Безумство опрокинутого эха - страница 23
Из комнаты показался родитель, худощавый чуть выше Володьки, с маленькой тщательно ухоженной бородкой, холеными лицом и руками. С нескрываемым равнодушием оглядел парня, сухо крякнул:
– Кхе, кхе. Не ори, дура. Сама вырастила такого балбеса.
– А ты, выходит, хорь вонючий, не при чем? – зло возмутилась она, и на ее полноватом лице появилось брезгливое выражение. Скрестив руки на животе, она выпятила вперед губы. – А, может, ты и правда не причем, урод? И одежка на твоем придурке тоже уродство.
– Свинство, – поправил родитель. – Чужеродное. А чего ты хотела от этого балбеса?
Сердито качнув головой, мать бросила резко:
– Свинья грязи всегда найдет! – Володьке. – Иди, переоденься, дурень.
Лексика родителей определенно поменялась за то время, которое он отсутствовал дома. Да и внешний вид стал суровым и мрачноватым. С лиц пропали улыбки и доброжелательность. Все это напрягло парня. Однако после слов родителя о чужеродном одеянии, Володька чуть не подпрыгнул от радости. Тонко подметил отец. Как будто учуял ауру чужой среды. Лугатику на миг показалось, что если б прямо сейчас он вывалил отцу все, что с ним недавно произошло, тот непременно поверил бы. И посмотрел бы на его одеяние другими глазами. Он всегда был романтиком по натуре. А потому любил выделяться из толпы. К этому с детства приучал сына. Насколько это привилось к парню, мог сказать только он сам и мать.

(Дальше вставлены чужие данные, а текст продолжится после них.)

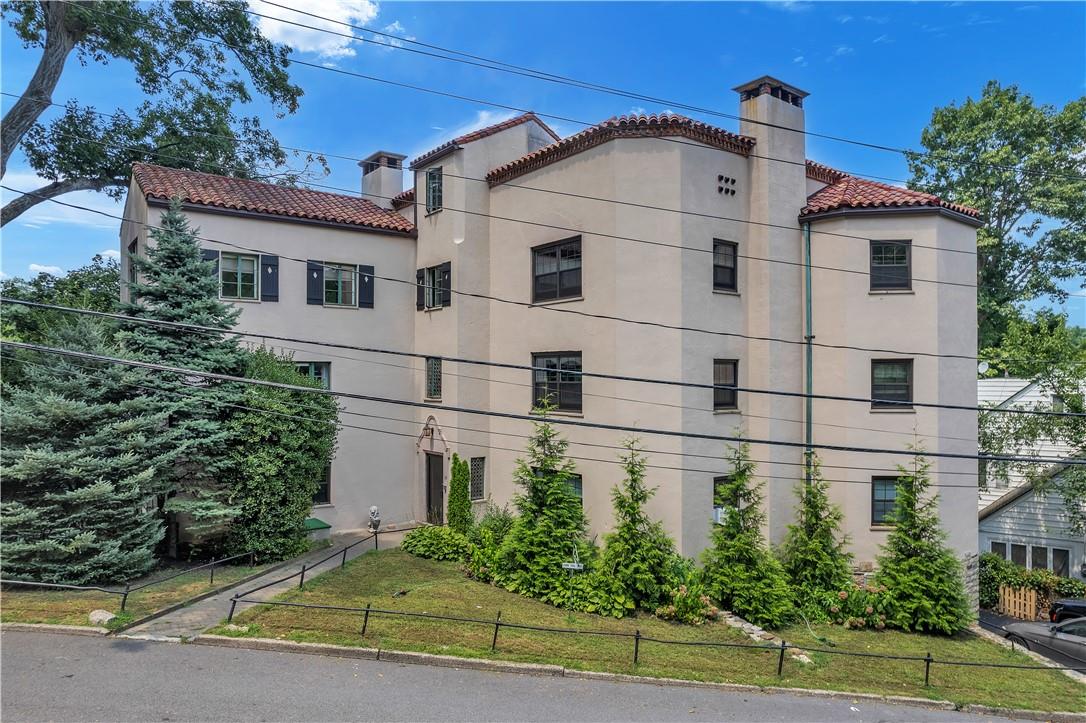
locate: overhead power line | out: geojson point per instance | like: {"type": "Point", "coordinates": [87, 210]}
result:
{"type": "Point", "coordinates": [508, 415]}
{"type": "Point", "coordinates": [414, 435]}
{"type": "Point", "coordinates": [508, 365]}
{"type": "Point", "coordinates": [552, 308]}
{"type": "Point", "coordinates": [566, 80]}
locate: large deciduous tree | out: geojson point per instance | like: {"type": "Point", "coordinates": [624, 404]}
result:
{"type": "Point", "coordinates": [192, 61]}
{"type": "Point", "coordinates": [1023, 165]}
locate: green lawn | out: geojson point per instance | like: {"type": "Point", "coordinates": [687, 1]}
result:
{"type": "Point", "coordinates": [393, 580]}
{"type": "Point", "coordinates": [70, 607]}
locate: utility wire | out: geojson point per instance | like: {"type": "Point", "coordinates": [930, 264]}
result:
{"type": "Point", "coordinates": [550, 77]}
{"type": "Point", "coordinates": [557, 309]}
{"type": "Point", "coordinates": [509, 415]}
{"type": "Point", "coordinates": [509, 365]}
{"type": "Point", "coordinates": [413, 435]}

Володька же считал, что удалось лишь частично. Впрочем, этого ему вполне достаточно. Но, по правде сказать, в тех обстоятельствах, в которых недавно побывал он с друзьями, ничто из отцовских качеств ему не потребовалось. Чтобы выжить, больше понадобилась материнская приземленность. Признаться, ему всегда не хватало ее уверенности в себе. На отца его рассказ, вероятно, и произвел бы впечатление, но вот у матери кроме раздражения ничего не вызвал бы. Посему парень остудил свой пыл и ничего не сказал. Метнулся в свою комнату, которую по привычке называли детской, на ходу снимая одежду. В шкафу долго не копался, не рассматривал, не подбирал, что к чему подойдет. Похватал первое попавшееся под руки, натянул, свернул снятый с себя наряд в узел, положил в прихожей рядом с подставкой для обуви. Посмотрел на себя в зеркало и почувствовал состояние полного покоя, как будто он вообще не покидал эту квартиру, а то, что недавно с ним происходило, было не более чем сном. Теперь он проснулся и обнаружил, что все обыденно: мать на кухне, отец в комнате с книгой в руках. Он не видел сейчас их, но наверняка знал, что мать готовит обед у плиты, а отец сидит в кресле в зале. Для верности все-таки заглянул в кухню.
Мать со скучным безрадостным лицом жарила лук на сковороде, повернулась к двери:
– Переоделся? – спросила безразличным тоном. – Вот, совсем другое дело, – скупо одобрила. Лук на сковороде шкворчал, она оживленно помешивала его деревянной лопаткой.
После кухни, Володька посмотрел в зал. Отец действительно сидел в кресле, стоявшем сбоку от стола со стульями, держал в руке книгу. И так увлекся чтением, что не замечал парня, пока Володька не заговорил:
– Ну, как вы тут без меня поживали? – спросил будто между делом.
Оторвав глаза от книги, родитель некоторое время тупо смотрел, не понимая вопроса, потом переспросил:
– Что значит без тебя?
– Ну, пока не было меня, – пояснил он
– Да никак, – вяло крякнул отец. – Вот читаем, развиваемся. А ты что над звонком глумишься, балбес? Я же предупреждал тебя не раз, чтобы не трезвонил так подолгу. Твоя родительница, клуша, уже всю плешь проела мне, требует, чтобы заменил. Хочешь еще тумаков получить от нее, дурень? Давай! – помолчал, часто моргая. Затем мгновенно сменил тему разговора. – А ты что так быстро вернулся? Всего полчаса прошло. Мать не успела обед приготовить, как ты рассердил ее звонком. Сказал, уходишь до вечера, а сам уже нарисовался, трепло. Новую одежонку, наверно, на рынке выторговал? Или с бандой пошакалил где-то? Ты спрячь ее, чтобы наша клуша забыла о ней, не зли дуру. Она такой моды не поймет и не примет. Вообще такой наряд непривычен и моему глазу. Не стоило его на себя напяливать.